I was accused of nationalism. I was accused of romanticism. I was accused of sentimentalizing the peasantry. None of these accusations is entirely without foundation. But the accusers have not been to Omsk. They have not sat in the barracks for four years listening to men who had committed every crime in the calendar, and heard in their speech something that could only be called, in the end, rodina — motherland, homeland — a word that sounds embarrassing in the mouths of comfortable people and exact in the mouths of people who have had nothing else.

V. Against the Crystal Palace

The Crystal Palace was a real building — constructed in London in 1851 for the Great Exhibition, a monument to industrial progress and rational organization and the triumph of man over nature. Chernyshevsky made it a symbol. In his novel, the future society lives in crystal palaces, with all needs met, all friction eliminated, all irrational impulse educated away.

The underground man's response — which is my response, dressed in underground man's clothes — is not that such a place would be unpleasant. It might be pleasant in the ordinary sense. The response is: who would I be in it? If my choices are determined by rational self-interest, if my desires are educated into optimal configurations, if my suffering has been designed out of the building — what remains? A contented creature, certainly. But the contented creature is not me.
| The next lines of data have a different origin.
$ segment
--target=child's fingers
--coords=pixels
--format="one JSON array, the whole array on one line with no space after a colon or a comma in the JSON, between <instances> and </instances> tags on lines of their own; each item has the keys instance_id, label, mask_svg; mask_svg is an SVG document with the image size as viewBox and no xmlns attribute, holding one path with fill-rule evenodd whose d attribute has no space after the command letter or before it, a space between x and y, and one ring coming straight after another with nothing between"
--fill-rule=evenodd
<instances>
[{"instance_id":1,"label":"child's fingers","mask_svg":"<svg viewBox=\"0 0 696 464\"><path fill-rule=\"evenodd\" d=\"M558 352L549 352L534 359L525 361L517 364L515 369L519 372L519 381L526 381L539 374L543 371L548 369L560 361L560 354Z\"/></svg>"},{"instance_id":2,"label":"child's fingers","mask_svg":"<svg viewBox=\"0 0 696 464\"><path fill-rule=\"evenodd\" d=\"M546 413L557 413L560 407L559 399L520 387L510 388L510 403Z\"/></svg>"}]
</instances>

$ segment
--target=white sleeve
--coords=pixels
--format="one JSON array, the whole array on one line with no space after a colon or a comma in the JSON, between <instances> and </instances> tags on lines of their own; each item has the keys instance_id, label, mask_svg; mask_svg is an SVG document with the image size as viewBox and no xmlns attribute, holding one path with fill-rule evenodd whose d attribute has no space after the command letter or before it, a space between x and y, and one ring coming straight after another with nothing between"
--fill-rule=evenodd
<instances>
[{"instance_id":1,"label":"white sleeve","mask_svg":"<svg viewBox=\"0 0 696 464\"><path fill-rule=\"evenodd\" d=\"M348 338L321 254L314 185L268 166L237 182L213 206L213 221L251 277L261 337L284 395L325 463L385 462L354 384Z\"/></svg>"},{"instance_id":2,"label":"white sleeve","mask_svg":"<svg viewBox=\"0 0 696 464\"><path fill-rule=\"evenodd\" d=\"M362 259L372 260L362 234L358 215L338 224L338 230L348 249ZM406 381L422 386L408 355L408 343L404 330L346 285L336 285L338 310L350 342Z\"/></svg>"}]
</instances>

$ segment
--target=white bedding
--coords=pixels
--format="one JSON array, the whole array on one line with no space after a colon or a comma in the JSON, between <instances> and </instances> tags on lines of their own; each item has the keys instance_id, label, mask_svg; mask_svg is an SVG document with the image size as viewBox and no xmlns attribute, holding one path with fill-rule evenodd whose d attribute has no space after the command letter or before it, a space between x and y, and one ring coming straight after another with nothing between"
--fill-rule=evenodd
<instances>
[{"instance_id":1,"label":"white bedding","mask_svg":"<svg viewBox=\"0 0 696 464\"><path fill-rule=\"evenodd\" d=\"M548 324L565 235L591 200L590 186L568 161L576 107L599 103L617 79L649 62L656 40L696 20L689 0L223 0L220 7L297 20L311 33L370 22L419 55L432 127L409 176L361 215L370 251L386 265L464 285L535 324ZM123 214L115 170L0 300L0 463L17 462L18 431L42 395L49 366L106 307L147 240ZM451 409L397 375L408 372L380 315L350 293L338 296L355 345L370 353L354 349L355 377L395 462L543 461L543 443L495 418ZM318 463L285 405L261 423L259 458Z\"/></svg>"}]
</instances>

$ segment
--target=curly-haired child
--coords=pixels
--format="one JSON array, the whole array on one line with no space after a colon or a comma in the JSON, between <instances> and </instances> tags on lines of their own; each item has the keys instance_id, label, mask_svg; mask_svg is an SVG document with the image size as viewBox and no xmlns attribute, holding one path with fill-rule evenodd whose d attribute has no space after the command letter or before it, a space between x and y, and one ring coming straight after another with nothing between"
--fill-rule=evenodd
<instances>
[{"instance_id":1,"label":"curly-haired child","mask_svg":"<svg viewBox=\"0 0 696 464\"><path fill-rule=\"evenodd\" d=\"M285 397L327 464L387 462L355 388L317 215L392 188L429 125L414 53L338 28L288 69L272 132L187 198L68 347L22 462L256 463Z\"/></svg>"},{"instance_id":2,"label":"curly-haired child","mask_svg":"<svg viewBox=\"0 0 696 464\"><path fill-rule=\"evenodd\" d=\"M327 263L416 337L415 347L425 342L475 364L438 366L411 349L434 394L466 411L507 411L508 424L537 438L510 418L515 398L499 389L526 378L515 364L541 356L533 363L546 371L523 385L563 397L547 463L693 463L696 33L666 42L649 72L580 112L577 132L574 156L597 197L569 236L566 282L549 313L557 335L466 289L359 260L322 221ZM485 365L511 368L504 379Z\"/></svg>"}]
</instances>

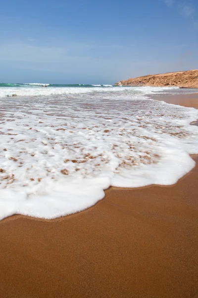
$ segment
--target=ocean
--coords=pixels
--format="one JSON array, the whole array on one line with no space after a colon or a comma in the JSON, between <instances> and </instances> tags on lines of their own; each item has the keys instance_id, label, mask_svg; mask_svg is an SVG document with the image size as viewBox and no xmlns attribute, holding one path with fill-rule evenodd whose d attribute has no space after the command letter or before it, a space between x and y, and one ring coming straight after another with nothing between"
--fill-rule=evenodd
<instances>
[{"instance_id":1,"label":"ocean","mask_svg":"<svg viewBox=\"0 0 198 298\"><path fill-rule=\"evenodd\" d=\"M53 219L110 186L170 185L195 166L198 110L150 98L177 87L0 84L0 219Z\"/></svg>"}]
</instances>

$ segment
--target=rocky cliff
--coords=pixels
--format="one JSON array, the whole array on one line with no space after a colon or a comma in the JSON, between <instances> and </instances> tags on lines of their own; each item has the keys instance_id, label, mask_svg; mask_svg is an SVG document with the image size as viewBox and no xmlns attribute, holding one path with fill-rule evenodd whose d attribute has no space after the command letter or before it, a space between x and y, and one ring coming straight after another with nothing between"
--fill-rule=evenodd
<instances>
[{"instance_id":1,"label":"rocky cliff","mask_svg":"<svg viewBox=\"0 0 198 298\"><path fill-rule=\"evenodd\" d=\"M123 86L177 86L183 88L198 88L198 70L149 74L129 78L115 84Z\"/></svg>"}]
</instances>

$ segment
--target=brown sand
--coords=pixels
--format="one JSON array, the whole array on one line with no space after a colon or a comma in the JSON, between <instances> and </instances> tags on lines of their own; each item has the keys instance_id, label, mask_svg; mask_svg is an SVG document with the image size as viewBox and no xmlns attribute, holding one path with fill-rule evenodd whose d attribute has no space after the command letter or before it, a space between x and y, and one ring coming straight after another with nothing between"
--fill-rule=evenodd
<instances>
[{"instance_id":1,"label":"brown sand","mask_svg":"<svg viewBox=\"0 0 198 298\"><path fill-rule=\"evenodd\" d=\"M197 166L67 217L4 220L0 298L198 298L198 185Z\"/></svg>"},{"instance_id":2,"label":"brown sand","mask_svg":"<svg viewBox=\"0 0 198 298\"><path fill-rule=\"evenodd\" d=\"M151 98L158 100L164 100L168 103L178 104L184 107L198 109L198 93L174 95L167 94L162 96L156 94L152 95Z\"/></svg>"}]
</instances>

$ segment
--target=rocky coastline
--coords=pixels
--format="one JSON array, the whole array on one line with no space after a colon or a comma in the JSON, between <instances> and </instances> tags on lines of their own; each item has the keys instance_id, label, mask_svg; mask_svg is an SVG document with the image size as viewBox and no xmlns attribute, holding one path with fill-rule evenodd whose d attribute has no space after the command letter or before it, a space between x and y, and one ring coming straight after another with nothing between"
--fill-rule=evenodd
<instances>
[{"instance_id":1,"label":"rocky coastline","mask_svg":"<svg viewBox=\"0 0 198 298\"><path fill-rule=\"evenodd\" d=\"M177 86L198 88L198 70L149 74L121 80L115 86Z\"/></svg>"}]
</instances>

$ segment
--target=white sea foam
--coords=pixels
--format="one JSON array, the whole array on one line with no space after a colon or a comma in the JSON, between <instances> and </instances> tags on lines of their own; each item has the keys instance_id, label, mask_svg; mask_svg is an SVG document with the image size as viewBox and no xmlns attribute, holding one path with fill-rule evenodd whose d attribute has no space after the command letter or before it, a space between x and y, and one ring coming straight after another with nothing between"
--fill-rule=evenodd
<instances>
[{"instance_id":1,"label":"white sea foam","mask_svg":"<svg viewBox=\"0 0 198 298\"><path fill-rule=\"evenodd\" d=\"M195 165L198 111L145 96L163 88L36 89L0 99L0 219L66 215L110 185L170 185Z\"/></svg>"},{"instance_id":2,"label":"white sea foam","mask_svg":"<svg viewBox=\"0 0 198 298\"><path fill-rule=\"evenodd\" d=\"M42 84L41 83L24 83L23 85L30 85L30 86L49 86L50 84Z\"/></svg>"},{"instance_id":3,"label":"white sea foam","mask_svg":"<svg viewBox=\"0 0 198 298\"><path fill-rule=\"evenodd\" d=\"M128 94L133 96L134 98L135 96L145 94L151 94L153 92L163 91L164 88L155 87L111 87L109 88L99 88L93 87L49 87L47 88L39 87L0 87L0 98L14 97L14 96L42 96L48 95L59 95L69 94L80 94L83 93L106 93L115 91L116 93L126 91ZM170 90L172 88L169 88ZM97 90L96 90L97 89ZM168 90L168 87L165 88ZM131 92L132 93L131 94ZM127 94L124 94L124 96Z\"/></svg>"}]
</instances>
I want something. I cannot always name what I want. Sometimes what I want is to want in a direction that has no name. This wanting — irreducible, irrational, often self-destructive — is not a defect to be corrected. It is the thing itself. Take it away and you have not improved man. You have replaced him.

This is the argument that began in 1864 and that I am still making. I do not expect to win it. I expect only to keep making it, for as long as someone is willing to read.